Samantha Rae Bowers (born January 4, 1994), known professionally as Sammy Rae, is an American musician and the leader of Sammy Rae & The Friends.

====Early life====
Rae was born in Derby, Connecticut on January 4, 1994. Rae enjoyed singing from a very young age, starting with nursery rhymes as a toddler. When she was young, her parents fostered her interest in the arts, taking her to participate in a children's theatre company in Shelton, after-school choirs, and piano lessons. She realized that she wanted to be a songwriter at the age of 12 after watching a segment on VH1 about Bruce Springsteen. When she was 15, she played her first show. She attended Sacred Heart Academy, a private, all-girls Catholic high school with uniform requirements and little chance for self-expression, where she was a member of the art scene. She then attended the University of New Haven for one year studying sound engineering and audio technology. In 2013, at the age of 19, Rae moved to New York City to pursue songwriting and study music and teaching at Manhattan College. She dropped out in 2014 and worked waiting tables while pursuing music in her free time.

====Career====
Rae took up a six-month residency at the Cotton Club jazz lounge in Harlem, while regularly singing at open mic shows and writing and recording her own songs. It was during this period that she met the six other musicians who became her bandmates in 2016. At this time, she was also a member of folk-rock band "Newcomers Club". In November 2016, she released her first album, Sugar, with 10-tracks recorded at Flux Studios on the Lower East Side. She later deleted the album, claiming it was "off-brand".

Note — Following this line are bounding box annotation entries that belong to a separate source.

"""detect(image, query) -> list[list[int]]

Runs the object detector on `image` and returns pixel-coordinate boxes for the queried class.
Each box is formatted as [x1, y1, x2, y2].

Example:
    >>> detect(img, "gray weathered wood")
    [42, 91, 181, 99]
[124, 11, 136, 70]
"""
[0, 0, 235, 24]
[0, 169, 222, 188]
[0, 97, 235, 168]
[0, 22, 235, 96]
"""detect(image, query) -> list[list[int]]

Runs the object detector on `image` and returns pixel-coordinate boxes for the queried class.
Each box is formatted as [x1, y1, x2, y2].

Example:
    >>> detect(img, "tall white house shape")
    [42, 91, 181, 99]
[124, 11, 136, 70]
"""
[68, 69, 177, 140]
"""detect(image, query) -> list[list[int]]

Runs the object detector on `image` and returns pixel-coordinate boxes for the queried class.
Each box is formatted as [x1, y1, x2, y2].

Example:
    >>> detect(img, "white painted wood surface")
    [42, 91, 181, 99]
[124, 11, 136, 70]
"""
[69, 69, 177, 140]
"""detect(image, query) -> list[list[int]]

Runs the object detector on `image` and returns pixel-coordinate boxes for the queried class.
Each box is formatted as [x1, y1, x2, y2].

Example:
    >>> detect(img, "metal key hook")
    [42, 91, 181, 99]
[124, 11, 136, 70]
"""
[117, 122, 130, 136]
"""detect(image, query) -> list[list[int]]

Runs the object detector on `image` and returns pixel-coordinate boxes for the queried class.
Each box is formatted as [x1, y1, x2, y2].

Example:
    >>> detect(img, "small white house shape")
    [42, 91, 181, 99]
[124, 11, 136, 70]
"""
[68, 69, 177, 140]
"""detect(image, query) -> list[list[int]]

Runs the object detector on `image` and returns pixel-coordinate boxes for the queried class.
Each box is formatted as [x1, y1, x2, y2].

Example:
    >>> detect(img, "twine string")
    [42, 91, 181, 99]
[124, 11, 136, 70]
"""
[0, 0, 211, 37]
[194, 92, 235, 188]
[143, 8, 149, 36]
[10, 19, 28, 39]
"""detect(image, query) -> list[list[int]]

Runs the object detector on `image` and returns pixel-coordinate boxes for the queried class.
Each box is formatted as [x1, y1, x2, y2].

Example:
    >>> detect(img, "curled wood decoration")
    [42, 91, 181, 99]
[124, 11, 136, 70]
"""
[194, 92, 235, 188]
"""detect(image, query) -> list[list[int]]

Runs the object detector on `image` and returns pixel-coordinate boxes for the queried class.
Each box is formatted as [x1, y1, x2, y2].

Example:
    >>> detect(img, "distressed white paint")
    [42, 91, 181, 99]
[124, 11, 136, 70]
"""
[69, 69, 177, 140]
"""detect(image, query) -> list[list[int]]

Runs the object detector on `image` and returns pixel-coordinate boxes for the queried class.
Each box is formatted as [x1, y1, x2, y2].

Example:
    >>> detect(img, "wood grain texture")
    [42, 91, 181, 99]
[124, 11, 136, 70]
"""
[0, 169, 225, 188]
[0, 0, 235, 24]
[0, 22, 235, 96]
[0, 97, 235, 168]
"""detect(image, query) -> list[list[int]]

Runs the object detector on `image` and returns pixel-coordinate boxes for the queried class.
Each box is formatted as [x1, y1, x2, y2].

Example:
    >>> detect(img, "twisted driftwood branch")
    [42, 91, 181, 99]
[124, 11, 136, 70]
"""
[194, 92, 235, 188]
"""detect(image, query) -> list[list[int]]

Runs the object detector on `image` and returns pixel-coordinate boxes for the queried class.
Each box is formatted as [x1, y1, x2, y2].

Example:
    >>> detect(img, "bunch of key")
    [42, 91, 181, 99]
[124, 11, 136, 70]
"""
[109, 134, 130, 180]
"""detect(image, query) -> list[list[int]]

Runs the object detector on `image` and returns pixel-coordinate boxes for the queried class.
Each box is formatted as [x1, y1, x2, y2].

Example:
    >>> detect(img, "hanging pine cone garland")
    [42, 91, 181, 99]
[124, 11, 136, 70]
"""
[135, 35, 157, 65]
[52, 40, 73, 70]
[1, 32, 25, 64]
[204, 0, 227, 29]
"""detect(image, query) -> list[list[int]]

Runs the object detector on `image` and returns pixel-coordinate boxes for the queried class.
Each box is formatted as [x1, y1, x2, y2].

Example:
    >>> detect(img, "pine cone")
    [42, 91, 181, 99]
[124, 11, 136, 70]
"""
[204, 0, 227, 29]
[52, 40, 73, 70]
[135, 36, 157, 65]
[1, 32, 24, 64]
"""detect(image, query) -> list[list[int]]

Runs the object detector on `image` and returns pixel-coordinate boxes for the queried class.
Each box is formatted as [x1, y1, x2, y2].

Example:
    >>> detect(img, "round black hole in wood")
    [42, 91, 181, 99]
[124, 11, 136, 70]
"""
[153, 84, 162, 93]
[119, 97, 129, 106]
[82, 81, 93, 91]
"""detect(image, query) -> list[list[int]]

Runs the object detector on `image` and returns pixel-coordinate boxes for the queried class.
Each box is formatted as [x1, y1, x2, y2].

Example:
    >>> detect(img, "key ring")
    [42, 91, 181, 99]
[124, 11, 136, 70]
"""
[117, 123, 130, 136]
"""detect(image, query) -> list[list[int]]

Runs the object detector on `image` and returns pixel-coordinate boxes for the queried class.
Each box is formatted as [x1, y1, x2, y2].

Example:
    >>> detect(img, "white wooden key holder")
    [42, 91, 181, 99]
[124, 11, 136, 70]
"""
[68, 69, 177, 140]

In 2018, her band, Sammy Rae & The Friends, released their EP The Good Life, followed in 2021 by their EP Let's Throw a Party. In 2021, the band was selected for the American Music Abroad program. Through 2021 and 2022, the band gained popularity on Spotify, partly due to being featured on the platform's "Discover Weekly" playlist.

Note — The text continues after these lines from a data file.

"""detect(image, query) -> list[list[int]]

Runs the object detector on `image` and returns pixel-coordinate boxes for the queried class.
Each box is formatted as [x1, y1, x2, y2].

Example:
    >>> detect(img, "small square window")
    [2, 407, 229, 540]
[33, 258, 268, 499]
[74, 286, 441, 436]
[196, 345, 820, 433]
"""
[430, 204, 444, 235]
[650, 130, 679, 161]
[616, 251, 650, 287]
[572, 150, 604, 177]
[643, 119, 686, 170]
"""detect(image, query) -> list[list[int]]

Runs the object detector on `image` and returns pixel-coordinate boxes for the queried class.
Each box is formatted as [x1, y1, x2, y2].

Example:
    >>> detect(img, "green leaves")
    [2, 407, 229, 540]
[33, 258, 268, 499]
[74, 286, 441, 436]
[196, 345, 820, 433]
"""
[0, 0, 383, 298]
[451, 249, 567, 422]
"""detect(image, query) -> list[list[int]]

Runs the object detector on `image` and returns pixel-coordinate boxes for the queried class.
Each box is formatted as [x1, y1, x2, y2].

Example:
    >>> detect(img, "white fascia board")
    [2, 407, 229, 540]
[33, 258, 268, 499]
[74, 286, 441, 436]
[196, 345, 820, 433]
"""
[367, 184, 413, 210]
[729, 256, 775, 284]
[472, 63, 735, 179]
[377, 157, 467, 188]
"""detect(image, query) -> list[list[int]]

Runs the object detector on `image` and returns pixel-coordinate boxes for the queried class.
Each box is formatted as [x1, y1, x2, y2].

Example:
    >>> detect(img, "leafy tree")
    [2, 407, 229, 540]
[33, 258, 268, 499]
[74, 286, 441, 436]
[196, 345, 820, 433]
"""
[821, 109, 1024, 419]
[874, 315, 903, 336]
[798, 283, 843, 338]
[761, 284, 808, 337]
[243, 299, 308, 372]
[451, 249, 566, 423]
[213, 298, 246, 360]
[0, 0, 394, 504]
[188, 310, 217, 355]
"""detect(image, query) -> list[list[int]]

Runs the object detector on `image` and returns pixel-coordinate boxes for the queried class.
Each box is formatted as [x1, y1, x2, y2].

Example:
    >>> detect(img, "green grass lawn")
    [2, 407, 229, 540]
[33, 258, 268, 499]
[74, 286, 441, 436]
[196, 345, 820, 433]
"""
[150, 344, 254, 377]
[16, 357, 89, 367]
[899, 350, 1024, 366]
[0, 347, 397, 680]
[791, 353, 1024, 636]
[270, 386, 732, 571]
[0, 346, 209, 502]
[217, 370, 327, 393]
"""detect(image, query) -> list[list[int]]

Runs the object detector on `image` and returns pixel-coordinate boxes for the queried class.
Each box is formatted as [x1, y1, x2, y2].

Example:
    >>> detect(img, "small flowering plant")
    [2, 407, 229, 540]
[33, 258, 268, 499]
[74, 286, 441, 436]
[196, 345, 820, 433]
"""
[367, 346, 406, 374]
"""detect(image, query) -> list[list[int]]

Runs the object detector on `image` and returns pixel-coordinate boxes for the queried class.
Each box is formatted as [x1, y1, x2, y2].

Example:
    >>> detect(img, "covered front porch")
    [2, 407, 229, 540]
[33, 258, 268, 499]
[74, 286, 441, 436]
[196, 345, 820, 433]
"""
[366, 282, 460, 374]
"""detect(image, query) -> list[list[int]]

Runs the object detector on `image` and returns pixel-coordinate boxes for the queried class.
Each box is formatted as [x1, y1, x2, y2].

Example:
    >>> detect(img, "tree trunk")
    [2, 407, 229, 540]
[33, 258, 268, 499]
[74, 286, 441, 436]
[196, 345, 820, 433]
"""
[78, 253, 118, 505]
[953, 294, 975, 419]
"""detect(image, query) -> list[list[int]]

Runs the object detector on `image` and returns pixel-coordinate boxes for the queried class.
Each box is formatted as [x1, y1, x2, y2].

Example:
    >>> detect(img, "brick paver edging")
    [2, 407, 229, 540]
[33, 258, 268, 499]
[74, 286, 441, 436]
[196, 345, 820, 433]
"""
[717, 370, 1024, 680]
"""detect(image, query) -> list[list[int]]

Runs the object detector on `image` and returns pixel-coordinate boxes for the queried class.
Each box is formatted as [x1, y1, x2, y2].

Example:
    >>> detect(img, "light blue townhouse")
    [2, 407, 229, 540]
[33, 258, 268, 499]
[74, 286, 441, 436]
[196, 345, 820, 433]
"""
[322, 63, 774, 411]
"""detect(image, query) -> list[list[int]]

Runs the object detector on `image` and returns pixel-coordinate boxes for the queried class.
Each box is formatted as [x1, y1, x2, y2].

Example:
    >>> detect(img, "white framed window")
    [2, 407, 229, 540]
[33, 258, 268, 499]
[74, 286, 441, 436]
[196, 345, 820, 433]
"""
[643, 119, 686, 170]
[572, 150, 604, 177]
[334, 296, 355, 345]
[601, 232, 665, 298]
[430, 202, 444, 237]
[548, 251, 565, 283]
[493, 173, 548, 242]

The band released their debut studio album, Something For Everybody, on September 20, 2024.

====Influences====
Rae stated she was influenced by church music (particularly gospel music) and classic rock, as well as Bob Dylan and Paul Simon for vocals, and the E Street Band for their group dynamics. The band's style is influenced by the diverse musical backgrounds of all its members, with genres such as jazz, rock, funk, folk, theater, and world music.

====Personal life====
Rae is queer. As such, her music often includes themes of queer and female empowerment. This is most apparent in their song "Jackie Onassis," which Rae has stated is "a love song to my first crushes, and it’s also a love song to all young women."

== Discography ==
===EPs===

| Release date | Name |
|---|---|
| July 20, 2018 | The Good Life |
| January 22, 2021 | Let's Throw A Party |

===Albums===

| Release date | Name |
|---|---|
| May 27, 2013 | Celebrate my Heart |
| November 4, 2016 | Sugar |
| August 11, 2023 | The If It All Goes South Tour (Live) |
| September 20, 2024 | Something For Everybody |
| July 23, 2025 | Songs We Wish We Wrote |
| March 13, 2026 | SUN |

===Singles===

| Title | Year | Peak chart positions | Album |
US AAA
| "Thieves" (with The Friends) | 2024 | 34 | Something for Everybody |

==Tours==
Headlining
- Follow Me Like The Moon Tour (2021)
- If It All Goes South (2022)
- CAMP: The Tour! (2023)
- Something For Everybody (2024–2025)

== Notable performances ==
- October 7, 2021 — New York City, NY; Brooklyn Steel: sold-out hometown show.
- February 16–17, 2024 — Washington, D.C.; 9:30 Club: two sold-out shows.
- July 12, 2024 — Rotterdam, Netherlands; North Sea Jazz Festival.
- December 31, 2024 — Washington, D.C.; The Anthem: New Year's Eve performance.
- June 29, 2025 — Hartford, CT; The Capitol Groove festival.
- July 27, 2025 — Newport, RI; Newport Folk Festival.
- September 13, 2025 — Louisville, KY; Bourbon & Beyond: evening slot; joined the all-star finale with Ringo Starr.